EATING OUT IN PUNE
Khau Galli or Treat Street Food
What does this mean?
Well, in Marathi, Khau means Treat, a Food Treat.
And Galli means lane, or street.
So Khau Galli means Treat Street, or Food Lane, call it what you like.
Every city, town, neighbourhood, locality, and person, has a favourite Khau Galli.
When I used to stay near Churchgate in Mumbai, my favorite Khau Galli was the one near Cross Maidan, on the lane connecting SNDTs Sunderbai Hall to Fashion Street.
Here amidst the teeming crowd, I used to relish to my hearts content, the choicest of street food Pav Bhaji at Lenin Pav Bhaji, Vada Pav, Misal, Juices, juicy syrupy hot Jilebis, and even non-veg delicacies and gravies at the dhaba-like shack towards the Cross Maidan.
In any good Khau Galli, the variety of street food here is awesome you name it and it will be there – all types of cuisine and street food.
But if you are one of those high-falutin snobbish hygiene-maniacs please stay away, for Khau Gallis are meant for the Trencherman with a cast iron stomach.
Mumbai has so many Khau Gallis. And I am sure that every city and town in India has delicious khau gallis.
In Mumbai, during Ramzan, every evening, the entire lane near Minara Masjid off Mohammed Ali Road, transforms itself into a spectacular Khau Galli with mouthwatering aromas wafting through the air and exotic foods, ranging from lip smacking kababs, meats and chicken, nourishing malpuas, refreshing phirnis and cool soothing faloodas its a magnificent gastronomic experience.
In Delhi, I can never forget the fantastic inimitable Khau Gallis in Old Delhi - the kababs, the biryani, the nihari, the meats and the sweets; and the lip smacking food around Chandni Chowk. Parathe Wali Galli, the unmatched incomparable finger licking syrup dripping lip smacking rich sweet succulent pure ghee jalebi at Dariba Lane.
In Pune, where I now live, there are a number of terrific Khau Gallis in the heart of the city, and in Pune Camp, but now let me tell you of some Khau Gallis I visited recently.
On Karve Road, as you walk towards Deccan, on the opposite side of Garware College, right opposite Café Paradise and the Railway Booking Office, you cannot miss a food stall called BIPIN Snacks. This is one of the few places in Pune where you can have your fill within fifty bucks. I love the Khichadi Kakadi, the Pav Patties, the Shira and even the Misal (I personally prefer Bipin’s Misal to the nearby highly hyped Katakir Misal which I find a bit too spicy for my palate – of course, you cannot match the Misal served at Vinay Lunch Home in Girgaum Mumbai). The Batata Wada and other snacks like Pohe at Bipin are quite tasty too. You can wash down your meal with Mango Panha or Tea, as you please. If you are still hungry, you’ve got a Paratha stall nearby which serves a variety of wholesome stuffed parathas and I love the fluffy buttery Dosas at the Dakshin Davangiri Dosa Stall too, best washed down with cool sugarcane juice from the stall next door.

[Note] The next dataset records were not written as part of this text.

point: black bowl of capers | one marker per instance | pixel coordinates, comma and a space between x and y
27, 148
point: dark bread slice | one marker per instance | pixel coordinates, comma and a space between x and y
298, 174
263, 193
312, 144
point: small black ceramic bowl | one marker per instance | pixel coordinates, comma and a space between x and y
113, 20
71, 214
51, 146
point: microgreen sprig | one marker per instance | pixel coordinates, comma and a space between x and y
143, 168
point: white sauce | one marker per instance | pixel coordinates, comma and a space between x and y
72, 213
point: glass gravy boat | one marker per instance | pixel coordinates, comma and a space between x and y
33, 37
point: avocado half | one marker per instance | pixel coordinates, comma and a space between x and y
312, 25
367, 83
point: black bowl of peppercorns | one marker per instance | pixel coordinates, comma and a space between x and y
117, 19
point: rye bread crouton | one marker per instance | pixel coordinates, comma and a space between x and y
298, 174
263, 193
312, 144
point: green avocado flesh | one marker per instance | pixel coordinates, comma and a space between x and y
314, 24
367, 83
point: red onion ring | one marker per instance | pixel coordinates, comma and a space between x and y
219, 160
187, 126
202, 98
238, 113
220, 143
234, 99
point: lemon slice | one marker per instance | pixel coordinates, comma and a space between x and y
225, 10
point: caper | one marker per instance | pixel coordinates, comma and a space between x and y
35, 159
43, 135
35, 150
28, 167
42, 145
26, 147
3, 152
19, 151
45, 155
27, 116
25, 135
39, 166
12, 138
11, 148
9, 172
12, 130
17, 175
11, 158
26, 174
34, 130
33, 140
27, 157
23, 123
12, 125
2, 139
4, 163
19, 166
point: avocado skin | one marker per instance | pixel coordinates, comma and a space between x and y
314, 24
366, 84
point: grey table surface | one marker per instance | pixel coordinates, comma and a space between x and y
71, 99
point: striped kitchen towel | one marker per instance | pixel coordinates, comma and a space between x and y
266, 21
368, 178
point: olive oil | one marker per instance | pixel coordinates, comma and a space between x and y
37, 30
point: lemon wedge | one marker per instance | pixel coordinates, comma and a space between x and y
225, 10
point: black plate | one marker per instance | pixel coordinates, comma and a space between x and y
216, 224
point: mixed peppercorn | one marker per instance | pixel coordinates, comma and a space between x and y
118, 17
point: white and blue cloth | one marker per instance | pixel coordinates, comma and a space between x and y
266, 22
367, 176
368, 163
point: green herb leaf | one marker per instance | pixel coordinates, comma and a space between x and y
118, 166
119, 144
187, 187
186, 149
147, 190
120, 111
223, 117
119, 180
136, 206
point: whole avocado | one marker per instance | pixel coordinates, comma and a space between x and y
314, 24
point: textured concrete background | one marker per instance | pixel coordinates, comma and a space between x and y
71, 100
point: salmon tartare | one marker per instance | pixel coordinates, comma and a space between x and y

Treasure Park, near Bibwewadi, too has a number of decent eating joints ranging from a Biryani place, to the ubiquitous bhel, pani-puri and chaat stalls, a good veg food place, an ice cream and mastani parlour, a soda fountain, a Dosa shop which serves excellent dosas, pizza joints and the best of all, a café called Delicia which serves yummy chicken momos, burgers and sandwiches. The steamed momos at Delicia are really good. I love the fruit flavoured sodas at the soda fountain too.
Bibwewadi has a number of decent affordable eating places, on the Bibwewadi Kondhwa Road (especially Kalyan Bhel), the Bibwewadi Main Road where I must try out the Misal at Damodar soon, as recommended by many (I wonder how I missed it out till now), and also on the various lanes and opposite the Vivekananda Park where I love the set-dosa at Durga stall.

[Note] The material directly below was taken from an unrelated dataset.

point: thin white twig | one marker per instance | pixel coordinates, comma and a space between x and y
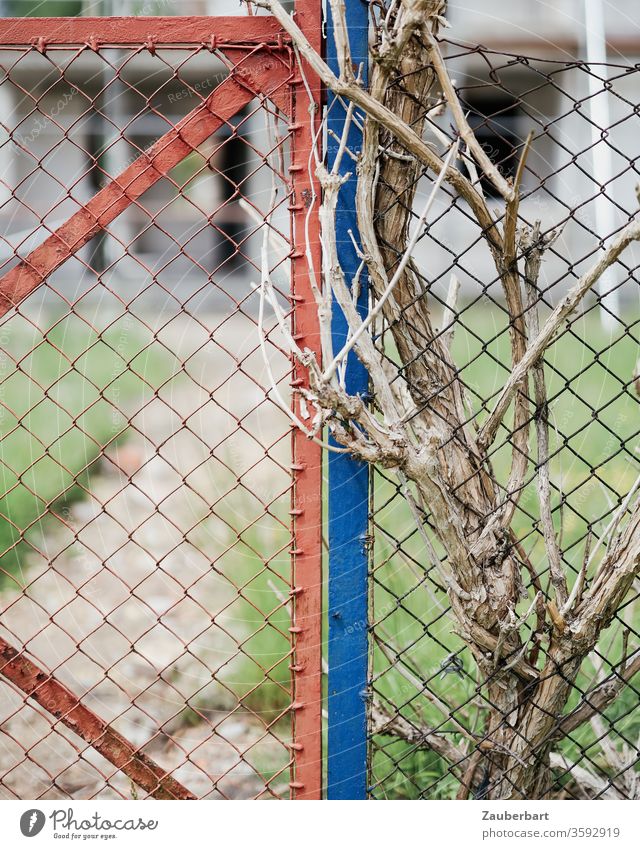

The heart of the Pune City and Pune Camp too have some excellent Khau Gallis, like the one opposite the University and the “Chowpatty” in Camp near the GPO.
The restaurants in Pune are becoming expensive day by day, and the quality of the food they serve is certainly not commensurate with the high prices they charge. Thanks to the IT Boom, even heritage places like Blue Nile (with the new air-conditioned ambiance and hiked up prices) are trying to solicit new “high falutin” customers and the food served in malls, multiplexes, most restaurants and star hotels is certainly not value-for-money.
So, if you want value-for-money food you better start exploring the streets of Pune, and if you find some good Khau Gallis, do tell us all about it.
PS – Food SOS – If anyone knows of some good eating places near Wakad do let us know ASAP.
At present I am searching in vain for a decent place to eat near my new home in Wakad - a "cosmopolitan" suburb of Pune - where, at present, the only option seems to be to order a pizza from Dominos or a burger from McDonalds or try out one of those "dhabhas" on the main road.